TOP ABSTRACT INTRODUCTION MATERIALS AND METHODS RESULTS DISCUSSION REFERENCES

 
Rsp5 Mediates Polyubiquitination of Sna3
Ub-independent sorting of Sna3 via the MVB pathway was originally demonstrated by fluorescence microscopic localization of GFP fused to a mutant form of Sna3 in which its only two cytosolic lysine residues (K₁₉ and K₁₂₅; Figure 1A) had been substituted with arginine (Reggiori and Pelham, 2001). However, Sna3 was recently identified in two independent yeast proteomic studies as a substrate for polyubiquitination (Hitchcock et al., 2003; Peng et al., 2003). Therefore, we investigated whether Sna3-GFP is modified by Ub attachment en route to the vacuole. Western blot analysis using anti-GFP antiserum detected both the full-length fusion protein (48 kDa) and free GFP (25 kDa) in extracts of wild-type cells expressing Sna3-GFP (Figure 1B). GFP cleavage from Sna3 was blocked when activation of vacuolar proteases was prevented by deletion of the PEP4 gene (pep4), indicating that cleavage of Sna3-GFP occurred upon its delivery into the vacuole lumen (Figure 1B). Higher molecular-weight forms of full-length Sna3-GFP were also detected in extracts of pep4 cells (Figure 1B, asterisks). Consistent with these forms being due to polyubiquitination, their abundance was significantly increased upon replacement of the wild-type DOA4 gene with the catalytically inactive doa4^C571S allele (Figure 1B), indicating that the majority of Sna3-GFP is normally deubiquitinated by Doa4. Indeed, overexpression of wild-type DOA4 eliminated the higher molecular-weight forms of Sna3-GFP observed in extracts of pep4 cells (Figure 1C). These forms corresponded to polyubiquitination of Sna3 rather than GFP because a similar pattern of modification was observed in extracts of pep4 doa4^C571S cells expressing Sna3 fused to HA, and overexpression of Myc-tagged Ub, which is slightly larger than wild-type Ub, caused each of the higher molecular-weight forms of Sna3-HA to appear as a doublet (Figure 1D).

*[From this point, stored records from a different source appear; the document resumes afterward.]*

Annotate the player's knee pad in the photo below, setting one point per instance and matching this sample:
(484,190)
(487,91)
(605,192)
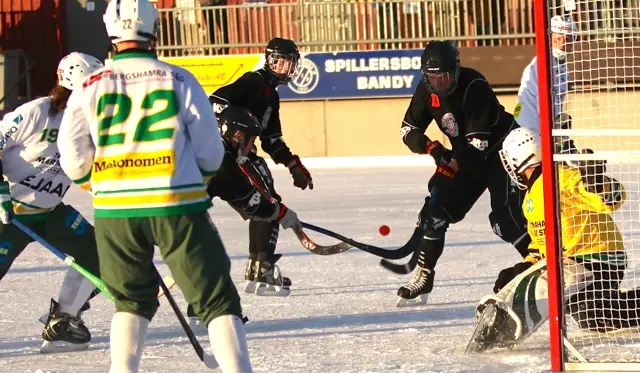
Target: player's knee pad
(263,235)
(524,300)
(437,223)
(508,224)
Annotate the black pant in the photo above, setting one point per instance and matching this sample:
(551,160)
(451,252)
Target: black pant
(451,199)
(263,235)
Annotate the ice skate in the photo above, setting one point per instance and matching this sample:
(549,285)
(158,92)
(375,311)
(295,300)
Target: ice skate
(85,307)
(495,328)
(269,280)
(64,332)
(250,274)
(417,291)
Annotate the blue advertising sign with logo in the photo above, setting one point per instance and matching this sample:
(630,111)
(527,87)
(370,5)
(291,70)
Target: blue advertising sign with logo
(355,75)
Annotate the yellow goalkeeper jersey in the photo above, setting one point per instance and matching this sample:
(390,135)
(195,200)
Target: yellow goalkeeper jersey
(588,230)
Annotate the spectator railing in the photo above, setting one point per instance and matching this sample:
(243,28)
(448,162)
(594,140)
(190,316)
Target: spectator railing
(189,29)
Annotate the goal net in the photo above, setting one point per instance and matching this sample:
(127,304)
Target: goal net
(597,87)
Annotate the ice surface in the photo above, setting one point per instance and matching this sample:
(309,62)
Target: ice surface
(341,316)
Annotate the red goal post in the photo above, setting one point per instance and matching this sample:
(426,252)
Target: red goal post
(603,98)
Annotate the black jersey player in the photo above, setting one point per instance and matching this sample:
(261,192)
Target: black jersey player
(256,91)
(467,111)
(235,182)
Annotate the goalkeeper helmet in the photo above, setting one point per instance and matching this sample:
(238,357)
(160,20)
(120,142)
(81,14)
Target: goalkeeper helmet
(131,20)
(564,31)
(239,128)
(440,67)
(282,59)
(521,149)
(75,67)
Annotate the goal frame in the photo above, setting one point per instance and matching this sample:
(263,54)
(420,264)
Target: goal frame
(559,346)
(554,255)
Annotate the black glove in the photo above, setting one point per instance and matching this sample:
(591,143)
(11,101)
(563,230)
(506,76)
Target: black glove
(592,172)
(301,176)
(508,274)
(439,153)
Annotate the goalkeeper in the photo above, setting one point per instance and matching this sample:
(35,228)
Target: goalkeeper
(593,251)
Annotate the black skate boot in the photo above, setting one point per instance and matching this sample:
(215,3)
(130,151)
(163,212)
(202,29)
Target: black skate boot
(417,291)
(250,274)
(268,278)
(64,332)
(85,307)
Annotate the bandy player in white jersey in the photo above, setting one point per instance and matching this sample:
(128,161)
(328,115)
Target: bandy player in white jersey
(32,193)
(141,135)
(527,110)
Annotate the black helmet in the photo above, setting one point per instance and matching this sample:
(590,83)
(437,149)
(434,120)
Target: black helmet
(440,66)
(237,125)
(282,58)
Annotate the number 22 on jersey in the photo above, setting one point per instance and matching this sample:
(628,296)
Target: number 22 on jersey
(114,109)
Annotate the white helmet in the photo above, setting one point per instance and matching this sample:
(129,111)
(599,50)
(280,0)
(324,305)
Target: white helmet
(564,26)
(130,20)
(75,67)
(520,150)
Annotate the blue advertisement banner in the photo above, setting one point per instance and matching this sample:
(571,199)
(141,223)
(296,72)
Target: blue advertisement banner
(364,74)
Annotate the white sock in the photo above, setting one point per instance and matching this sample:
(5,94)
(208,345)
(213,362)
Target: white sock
(74,292)
(229,344)
(127,338)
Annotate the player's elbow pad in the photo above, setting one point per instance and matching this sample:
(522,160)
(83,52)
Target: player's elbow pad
(479,141)
(416,141)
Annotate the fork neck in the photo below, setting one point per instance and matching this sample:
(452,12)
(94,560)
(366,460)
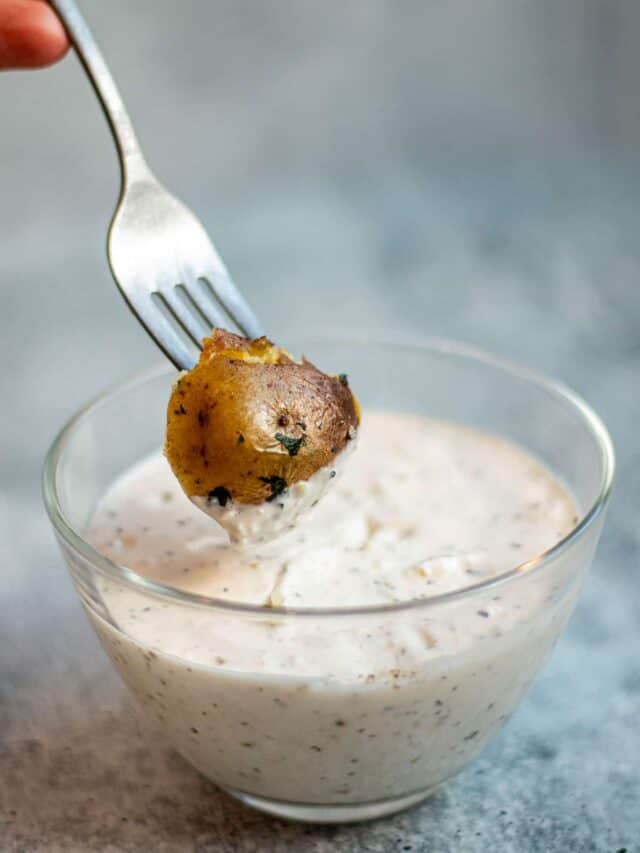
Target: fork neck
(132,161)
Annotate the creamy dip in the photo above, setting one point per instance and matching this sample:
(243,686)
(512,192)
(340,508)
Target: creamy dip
(253,524)
(343,709)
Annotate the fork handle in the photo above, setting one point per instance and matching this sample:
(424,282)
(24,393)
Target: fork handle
(131,158)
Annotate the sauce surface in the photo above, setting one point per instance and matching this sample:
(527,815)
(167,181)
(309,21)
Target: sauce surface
(421,507)
(346,709)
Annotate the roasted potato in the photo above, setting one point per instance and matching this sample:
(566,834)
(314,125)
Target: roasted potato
(249,421)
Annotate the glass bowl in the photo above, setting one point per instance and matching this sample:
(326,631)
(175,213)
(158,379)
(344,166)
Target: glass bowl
(326,736)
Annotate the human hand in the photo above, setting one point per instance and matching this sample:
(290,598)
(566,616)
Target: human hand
(31,35)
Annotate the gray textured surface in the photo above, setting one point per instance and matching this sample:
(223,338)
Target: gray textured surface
(453,168)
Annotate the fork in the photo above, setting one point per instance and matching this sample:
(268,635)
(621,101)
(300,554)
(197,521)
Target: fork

View larger version (30K): [in this window] [in a new window]   Figure 1. Sna3 is polyubiquitinated. (A) Schematic diagram of Sna3 indicating its orientation in the membrane and the locations of K19, K125, and the PPAY motif spanning amino acids 106-109. The N-terminal cytosolic domain of Sna3 consists of amino acids 1-21, and its C-terminal cytosolic domain consists of amino acids 64-133. (B) Western blot analysis of extracts prepared from wild-type cells (SEY6210), pep4 cells (TVY1), and pep4 doa4C571S cells (MWY6) transformed with empty low-copy vector (pRS416) or with pRS416 encoding Sna3-GFP (pSNA3-GFP; Katzmann et al., 2004). Asterisks indicate ubiquitinated forms of Sna3-GFP and CPS. PGK was examined as a control to indicate loading of equivalent lysate amounts. The reduced intensity of CPS in pep4 doa4C571S extracts compared with wild-type and pep4 extracts might be due to the fact that, in pep4 doa4C571S cells, some of the total pool of CPS is monoubiquitinated and some is not. (C) Western blot analysis of extracts prepared from pep4 SNA3-GFP cells (MMY161) transformed either with empty high-copy vector (pRS202) or pRS202 encoding wild-type DOA4 (pGO289; Luhtala and Odorizzi, 2004). Asterisks indicate ubiquitinated forms of Sna3-GFP. Note that the low endogenous expression of Doa4 is difficult to detect. (D) Western blot analysis of extracts prepared from pep4 doa4C571S SNA3-HA cells (MMY64) that had been transformed either with empty low-copy vector (pRS414) or pRS414 encoding Myc-Ub (pUB223; Berset et al., 2002) and incubated with 250 µM CuSO4 to induce overexpression of Myc-Ub. Unmodified full-length Sna3-HA migrates at 25 kDa. Equivalent loading of each extract was confirmed by blotting for PGK (data not shown). In B–D, antibodies used for Western blotting are indicated on the left, and the migration of molecular weight standards (kDa) are indicated on the right. Blotting of the samples shown in B with anti-Ub antibodies confirmed that Sna3-HA was polyubiquitinated. (E) Fluorescence and DIC microscopy of wild-type cells (SEY6210) and doa4C571S cells (GOY100) transformed with pSNA3-GFP or a high-copy vector encoding GFP-CPS (pGO47; Odorizzi et al., 1998). Bar, 2.5 µm.

Polyubiquitination of Sna3-GFP was not significantly affected by substitution of arginine in place of either K₁₉ or K₁₂₅ but was dramatically reduced upon simultaneous replacement of both K₁₉ and K₁₂₅ (K₀; Figure 2A). Higher molecular-weight forms of the K₀ mutant Sna3-GFP fusion protein could be faintly detected upon prolonged exposure (Figure 2A), raising the possibility that the N terminus of Sna3 can serve as an alternative site of ubiquitination (Ciechanover and Ben-Saadon, 2004). However, these data indicate that polyubiquitination of Sna3 predominantly occurs at either of its two cytosolic lysine residues.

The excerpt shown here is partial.